Una “disputa sulle case”. Poco più di una scaramuccia burocratico-amministrativa combattuta a colpi di “sfratti”. A questo si è ridotta per la gran parte dei media italiani la motivazione alla base di una nuova puntata della “irrisolta” (o anche “annosa”, “infinita” o “irrisolvibile”, purché comunichi un senso di estrema “complessità”) “guerra” tra israeliani e palestinesi. Anzi, tra “Israele e Hamas”, assurto oggi a esclusivo rappresentante della totalità dei palestinesi (generalmente solo “arabi”).

Si torna a parlare di un “conflitto” in cui Israele, messo “sotto attacco”, viene sempre in qualche modo costretto a “rispondere” ad una “pioggia di missili” lanciati dalla Striscia di Gaza, con una serie di “operazioni mirate” volte ad “eliminare obiettivi militari”, che questa volta hanno avuto come “effetto collaterale” la “morte” di oltre 217 persone di cui 63 bambini.1

Una “battaglia” che si è dunque riaccesa dopo gli “scontri” che hanno investito Gerusalemme nei giorni scorsi, e che oggi vede un nuovo “fronte” nella “guerra civile” che si sta consumando nelle città israeliane in cui fino a ieri “arabi e israeliani” vivevano in “pacifica convivenza”. Una questione di “sfratti” quindi, in un’area “contesa”. E poco importa che si tratti piuttosto dell’ultimo atto in linea temporale di un sistematico tentativo di annessione territoriale – prassi tradizionale del colonialismo d’insediamento - condotto dalle autorità israeliane su tutti i territori palestinesi occupati. Poco importa che Sheikh Jarrah sia un sobborgo ben noto alle cronache, poiché strategico per Israele da un punto di vista urbanistico e politico, il cui controllo attraverso l’espulsione delle famiglie palestinesi che ci vivono permetterebbe di consolidare l’annessione di fatto della parte est della città, portando a termine ciò che gli esperti definiscono la “de-arabizzazione dello spazio urbano” di Gerusalemme.

Eliminare il contesto

“È complicato”: questo il leitmotiv dominante nella presa di parola sulla questione israelo-palestinese, doverosa premessa, inevitabile incipit. Adottato con uno scopo preciso: mettere chi ascolta o legge nelle condizioni di non voler neanche provare a capire, tanto sarà inutile. E così, di fatto, allontanare l’opinione pubblica dal rischio che comprenda, anestetizzandone la coscienza critica. Sarà poi sufficiente adottare una narrazione del tutto decontestualizzata: di fatto, una delle strategie più efficaci operate da gran parte della stampa internazionale – e da quella italiana in particolare, caratterizzata anche da una certa dose di ignoranza sulla questione – per restituire un’immagine strumentalmente parziale della situazione.

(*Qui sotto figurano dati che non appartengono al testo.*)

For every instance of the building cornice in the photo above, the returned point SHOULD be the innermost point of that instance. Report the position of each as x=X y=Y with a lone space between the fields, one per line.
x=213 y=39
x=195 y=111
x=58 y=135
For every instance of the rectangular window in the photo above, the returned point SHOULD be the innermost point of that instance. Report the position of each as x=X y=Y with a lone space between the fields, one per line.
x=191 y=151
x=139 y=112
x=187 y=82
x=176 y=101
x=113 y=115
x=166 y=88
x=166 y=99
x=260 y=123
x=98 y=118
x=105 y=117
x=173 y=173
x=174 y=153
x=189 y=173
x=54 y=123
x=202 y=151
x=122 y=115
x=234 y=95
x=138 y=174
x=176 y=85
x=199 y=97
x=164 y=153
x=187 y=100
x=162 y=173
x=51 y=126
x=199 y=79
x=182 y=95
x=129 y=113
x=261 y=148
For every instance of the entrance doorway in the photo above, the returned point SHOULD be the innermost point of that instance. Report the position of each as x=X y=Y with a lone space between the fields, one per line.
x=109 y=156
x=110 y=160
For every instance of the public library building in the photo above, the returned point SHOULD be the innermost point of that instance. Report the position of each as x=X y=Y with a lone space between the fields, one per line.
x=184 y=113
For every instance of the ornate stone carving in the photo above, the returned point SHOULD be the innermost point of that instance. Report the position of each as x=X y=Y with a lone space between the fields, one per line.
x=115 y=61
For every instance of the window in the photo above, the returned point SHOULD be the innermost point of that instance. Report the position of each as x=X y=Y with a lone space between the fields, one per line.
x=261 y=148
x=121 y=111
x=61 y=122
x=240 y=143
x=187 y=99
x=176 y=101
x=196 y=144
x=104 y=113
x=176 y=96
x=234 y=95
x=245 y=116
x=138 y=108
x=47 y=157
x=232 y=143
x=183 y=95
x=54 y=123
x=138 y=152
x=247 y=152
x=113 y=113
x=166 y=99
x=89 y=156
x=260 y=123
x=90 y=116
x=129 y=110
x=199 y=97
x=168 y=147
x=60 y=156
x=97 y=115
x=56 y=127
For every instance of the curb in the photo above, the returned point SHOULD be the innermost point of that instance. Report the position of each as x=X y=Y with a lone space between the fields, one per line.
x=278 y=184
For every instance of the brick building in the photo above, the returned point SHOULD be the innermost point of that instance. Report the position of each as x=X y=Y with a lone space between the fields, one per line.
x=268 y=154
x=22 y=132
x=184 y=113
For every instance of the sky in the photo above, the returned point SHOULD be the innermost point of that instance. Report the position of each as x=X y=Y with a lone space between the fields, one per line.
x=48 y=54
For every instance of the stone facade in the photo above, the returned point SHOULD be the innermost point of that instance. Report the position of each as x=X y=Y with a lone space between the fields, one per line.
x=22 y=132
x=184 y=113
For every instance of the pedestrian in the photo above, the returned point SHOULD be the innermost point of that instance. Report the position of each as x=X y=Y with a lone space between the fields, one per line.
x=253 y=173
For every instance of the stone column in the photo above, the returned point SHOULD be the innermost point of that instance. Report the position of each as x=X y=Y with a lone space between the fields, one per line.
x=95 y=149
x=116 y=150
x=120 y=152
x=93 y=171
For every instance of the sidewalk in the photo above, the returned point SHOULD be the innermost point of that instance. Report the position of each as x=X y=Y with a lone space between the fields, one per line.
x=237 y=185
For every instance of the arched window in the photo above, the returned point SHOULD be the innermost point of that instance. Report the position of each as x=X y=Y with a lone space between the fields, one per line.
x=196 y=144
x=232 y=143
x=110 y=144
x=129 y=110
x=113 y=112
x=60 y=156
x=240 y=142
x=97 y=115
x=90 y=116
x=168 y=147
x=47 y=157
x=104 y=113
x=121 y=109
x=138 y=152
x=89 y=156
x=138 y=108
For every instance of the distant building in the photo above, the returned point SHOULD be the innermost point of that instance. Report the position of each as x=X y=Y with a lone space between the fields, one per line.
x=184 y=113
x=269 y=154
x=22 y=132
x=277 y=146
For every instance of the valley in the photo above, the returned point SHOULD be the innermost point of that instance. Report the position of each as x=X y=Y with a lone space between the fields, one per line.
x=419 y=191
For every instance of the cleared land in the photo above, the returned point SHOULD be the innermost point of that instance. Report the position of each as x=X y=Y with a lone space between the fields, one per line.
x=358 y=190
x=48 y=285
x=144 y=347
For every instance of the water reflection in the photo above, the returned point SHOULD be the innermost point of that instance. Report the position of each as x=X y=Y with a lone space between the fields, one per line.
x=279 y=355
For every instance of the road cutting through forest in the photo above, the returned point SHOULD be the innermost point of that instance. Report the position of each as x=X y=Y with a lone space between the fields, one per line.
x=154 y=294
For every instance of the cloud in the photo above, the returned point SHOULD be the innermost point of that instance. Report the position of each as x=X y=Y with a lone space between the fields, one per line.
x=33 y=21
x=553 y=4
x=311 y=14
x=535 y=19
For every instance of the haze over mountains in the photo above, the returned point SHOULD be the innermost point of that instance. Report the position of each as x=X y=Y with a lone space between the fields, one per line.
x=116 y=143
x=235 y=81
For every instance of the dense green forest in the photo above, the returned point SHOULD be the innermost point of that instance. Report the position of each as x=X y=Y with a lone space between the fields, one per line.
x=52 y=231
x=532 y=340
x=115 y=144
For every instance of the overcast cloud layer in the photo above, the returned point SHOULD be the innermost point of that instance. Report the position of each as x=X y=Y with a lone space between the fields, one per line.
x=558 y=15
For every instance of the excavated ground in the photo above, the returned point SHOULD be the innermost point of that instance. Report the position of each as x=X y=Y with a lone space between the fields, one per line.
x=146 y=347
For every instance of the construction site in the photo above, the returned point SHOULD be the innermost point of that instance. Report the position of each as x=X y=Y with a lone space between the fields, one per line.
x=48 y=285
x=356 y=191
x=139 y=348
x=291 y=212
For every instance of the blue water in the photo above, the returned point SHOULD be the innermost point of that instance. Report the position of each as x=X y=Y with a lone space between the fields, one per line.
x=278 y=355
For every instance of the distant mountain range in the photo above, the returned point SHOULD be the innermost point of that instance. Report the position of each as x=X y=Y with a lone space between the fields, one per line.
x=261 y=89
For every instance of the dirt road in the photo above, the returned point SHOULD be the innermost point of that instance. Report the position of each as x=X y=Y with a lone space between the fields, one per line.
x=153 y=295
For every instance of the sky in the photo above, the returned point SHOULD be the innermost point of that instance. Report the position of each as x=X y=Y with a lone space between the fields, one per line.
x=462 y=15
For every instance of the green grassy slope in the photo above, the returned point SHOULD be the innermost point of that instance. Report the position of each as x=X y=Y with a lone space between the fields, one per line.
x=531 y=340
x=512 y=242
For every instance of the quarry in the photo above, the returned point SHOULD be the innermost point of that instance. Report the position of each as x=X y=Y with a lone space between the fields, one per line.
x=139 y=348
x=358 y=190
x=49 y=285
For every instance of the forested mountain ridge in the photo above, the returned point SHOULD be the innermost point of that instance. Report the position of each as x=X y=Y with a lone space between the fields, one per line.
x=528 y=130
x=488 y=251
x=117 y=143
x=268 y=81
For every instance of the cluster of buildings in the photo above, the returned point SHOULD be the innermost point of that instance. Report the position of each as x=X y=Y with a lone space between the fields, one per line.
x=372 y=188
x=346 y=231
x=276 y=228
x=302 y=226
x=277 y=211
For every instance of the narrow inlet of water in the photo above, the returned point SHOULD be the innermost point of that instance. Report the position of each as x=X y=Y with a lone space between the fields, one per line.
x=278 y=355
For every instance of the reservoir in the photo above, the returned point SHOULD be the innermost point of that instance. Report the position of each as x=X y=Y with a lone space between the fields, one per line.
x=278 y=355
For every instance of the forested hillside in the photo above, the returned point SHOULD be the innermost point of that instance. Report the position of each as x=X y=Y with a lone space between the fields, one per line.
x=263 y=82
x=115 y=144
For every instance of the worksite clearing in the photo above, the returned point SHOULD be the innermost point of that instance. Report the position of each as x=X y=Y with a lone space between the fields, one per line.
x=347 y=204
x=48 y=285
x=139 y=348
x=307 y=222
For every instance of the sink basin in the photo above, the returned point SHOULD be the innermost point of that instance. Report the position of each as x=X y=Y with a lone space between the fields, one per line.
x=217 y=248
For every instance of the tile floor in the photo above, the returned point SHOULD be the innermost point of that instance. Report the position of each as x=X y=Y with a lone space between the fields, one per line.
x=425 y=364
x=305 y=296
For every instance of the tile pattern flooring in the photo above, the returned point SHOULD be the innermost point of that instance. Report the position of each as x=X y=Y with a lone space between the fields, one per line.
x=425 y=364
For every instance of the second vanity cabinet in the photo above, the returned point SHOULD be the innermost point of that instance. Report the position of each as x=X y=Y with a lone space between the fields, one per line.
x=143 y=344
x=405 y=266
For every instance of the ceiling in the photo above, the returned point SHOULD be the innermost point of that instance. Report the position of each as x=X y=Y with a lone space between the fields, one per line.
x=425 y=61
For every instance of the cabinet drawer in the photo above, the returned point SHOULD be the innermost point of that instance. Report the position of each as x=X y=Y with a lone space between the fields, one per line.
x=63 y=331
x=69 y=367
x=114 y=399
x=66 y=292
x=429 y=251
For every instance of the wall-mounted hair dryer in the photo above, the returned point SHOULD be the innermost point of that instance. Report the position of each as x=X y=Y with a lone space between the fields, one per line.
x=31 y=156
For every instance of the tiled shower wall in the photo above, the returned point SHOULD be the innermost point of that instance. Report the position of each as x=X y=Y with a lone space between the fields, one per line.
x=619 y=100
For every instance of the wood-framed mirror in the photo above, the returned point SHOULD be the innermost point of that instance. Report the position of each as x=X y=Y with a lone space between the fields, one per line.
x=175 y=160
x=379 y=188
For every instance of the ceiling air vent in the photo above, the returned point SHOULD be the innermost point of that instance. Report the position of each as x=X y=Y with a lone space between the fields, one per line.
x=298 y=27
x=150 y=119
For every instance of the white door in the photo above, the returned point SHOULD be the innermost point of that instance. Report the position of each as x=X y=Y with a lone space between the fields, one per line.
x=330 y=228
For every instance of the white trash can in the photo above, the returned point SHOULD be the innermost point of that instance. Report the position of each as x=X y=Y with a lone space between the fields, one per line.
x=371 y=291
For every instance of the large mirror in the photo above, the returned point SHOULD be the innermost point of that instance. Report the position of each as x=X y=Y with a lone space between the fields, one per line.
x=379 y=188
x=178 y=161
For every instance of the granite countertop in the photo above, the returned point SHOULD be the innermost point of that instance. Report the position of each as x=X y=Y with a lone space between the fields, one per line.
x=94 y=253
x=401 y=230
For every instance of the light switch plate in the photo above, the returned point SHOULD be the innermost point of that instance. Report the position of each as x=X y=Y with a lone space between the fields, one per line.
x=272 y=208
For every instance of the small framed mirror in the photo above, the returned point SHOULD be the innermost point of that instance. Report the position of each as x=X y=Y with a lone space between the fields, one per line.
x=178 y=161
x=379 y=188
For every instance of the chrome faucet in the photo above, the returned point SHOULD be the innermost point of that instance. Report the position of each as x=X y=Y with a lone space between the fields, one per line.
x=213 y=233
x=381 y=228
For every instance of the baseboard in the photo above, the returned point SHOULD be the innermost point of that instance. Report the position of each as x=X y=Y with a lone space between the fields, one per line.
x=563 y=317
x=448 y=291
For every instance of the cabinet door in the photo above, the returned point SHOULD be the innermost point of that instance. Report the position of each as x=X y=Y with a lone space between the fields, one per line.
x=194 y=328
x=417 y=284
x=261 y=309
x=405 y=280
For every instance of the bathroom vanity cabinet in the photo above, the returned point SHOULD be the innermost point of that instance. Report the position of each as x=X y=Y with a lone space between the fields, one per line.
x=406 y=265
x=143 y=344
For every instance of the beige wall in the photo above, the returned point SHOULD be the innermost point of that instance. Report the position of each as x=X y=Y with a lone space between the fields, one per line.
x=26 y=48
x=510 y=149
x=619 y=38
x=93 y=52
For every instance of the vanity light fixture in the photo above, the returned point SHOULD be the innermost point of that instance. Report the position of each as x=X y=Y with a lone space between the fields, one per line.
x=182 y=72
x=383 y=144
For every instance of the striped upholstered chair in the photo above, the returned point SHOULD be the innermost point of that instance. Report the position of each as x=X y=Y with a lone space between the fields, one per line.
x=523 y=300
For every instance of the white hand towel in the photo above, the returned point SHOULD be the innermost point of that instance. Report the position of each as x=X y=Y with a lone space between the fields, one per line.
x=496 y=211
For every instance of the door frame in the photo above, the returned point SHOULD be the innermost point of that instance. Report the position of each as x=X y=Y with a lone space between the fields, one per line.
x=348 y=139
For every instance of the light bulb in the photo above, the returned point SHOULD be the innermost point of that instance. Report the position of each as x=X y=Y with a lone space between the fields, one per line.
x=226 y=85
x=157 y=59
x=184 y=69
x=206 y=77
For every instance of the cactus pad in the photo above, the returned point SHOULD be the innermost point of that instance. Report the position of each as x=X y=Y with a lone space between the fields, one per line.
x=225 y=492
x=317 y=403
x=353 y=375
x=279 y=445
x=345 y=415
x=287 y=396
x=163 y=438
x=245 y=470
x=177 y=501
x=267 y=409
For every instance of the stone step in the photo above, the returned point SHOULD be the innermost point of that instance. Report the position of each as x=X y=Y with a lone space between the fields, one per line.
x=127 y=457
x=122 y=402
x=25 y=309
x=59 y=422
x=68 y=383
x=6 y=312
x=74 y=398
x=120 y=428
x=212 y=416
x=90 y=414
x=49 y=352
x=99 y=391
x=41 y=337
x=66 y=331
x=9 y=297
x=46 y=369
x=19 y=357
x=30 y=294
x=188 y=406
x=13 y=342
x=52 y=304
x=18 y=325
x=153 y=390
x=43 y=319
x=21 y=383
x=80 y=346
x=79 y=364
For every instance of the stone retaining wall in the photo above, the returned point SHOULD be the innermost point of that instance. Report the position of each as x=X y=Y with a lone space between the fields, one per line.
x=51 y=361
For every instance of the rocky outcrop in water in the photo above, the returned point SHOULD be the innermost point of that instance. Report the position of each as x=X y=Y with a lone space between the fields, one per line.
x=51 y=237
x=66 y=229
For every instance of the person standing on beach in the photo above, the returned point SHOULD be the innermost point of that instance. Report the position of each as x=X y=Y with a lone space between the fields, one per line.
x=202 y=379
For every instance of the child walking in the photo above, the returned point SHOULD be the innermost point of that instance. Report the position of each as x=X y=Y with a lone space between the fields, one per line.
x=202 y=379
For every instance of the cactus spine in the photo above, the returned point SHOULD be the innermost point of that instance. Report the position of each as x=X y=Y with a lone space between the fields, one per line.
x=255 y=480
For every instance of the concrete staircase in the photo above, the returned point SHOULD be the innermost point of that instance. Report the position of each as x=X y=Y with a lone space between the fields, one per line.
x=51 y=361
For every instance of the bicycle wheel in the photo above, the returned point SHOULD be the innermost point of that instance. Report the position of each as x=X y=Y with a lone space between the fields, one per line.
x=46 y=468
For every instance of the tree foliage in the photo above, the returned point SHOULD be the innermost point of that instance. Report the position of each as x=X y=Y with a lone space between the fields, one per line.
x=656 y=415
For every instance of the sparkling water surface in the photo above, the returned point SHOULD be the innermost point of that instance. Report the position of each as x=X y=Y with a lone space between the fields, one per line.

Come una fotografia che inquadri un particolare, dalla quale sia stato tagliato via lo sfondo. Perennemente sfocata, perché non sia possibile capire esattamente cosa ritrae. È così che un’operazione di espulsione forzata, frammento di un quadro estremamente più vasto, diventa una “disputa catastale” ; è così che l’irruzione dell’esercito israeliano nel terzo luogo sacro per l’Islam durante il mese di Ramadan, e l’attacco armato ai fedeli riuniti nella Moschea di al-Aqsa, da crimini di guerra diventano “incidenti tra polizia e arabi”.

In questo modo, dal racconto giornalistico del lancio di razzi da parte di Hamas scompare la Striscia di Gaza assediata da 15 anni, enclave sovrappopolata dalla quale è preclusa ogni via di fuga, in cui è impossibile distinguere tra “obiettivi” militari e civili in quella “risposta” israeliana che, dinanzi a un’improvvisa e inspiegabile aggressione, diviene non solo legittima, ma inevitabile. Le vittime civili dei bombardamenti di conseguenza “muoiono”, e i palazzi – come quello della stampa internazionale, intenzionalmente colpito da Israele il 15 maggio scorso – “crolla”.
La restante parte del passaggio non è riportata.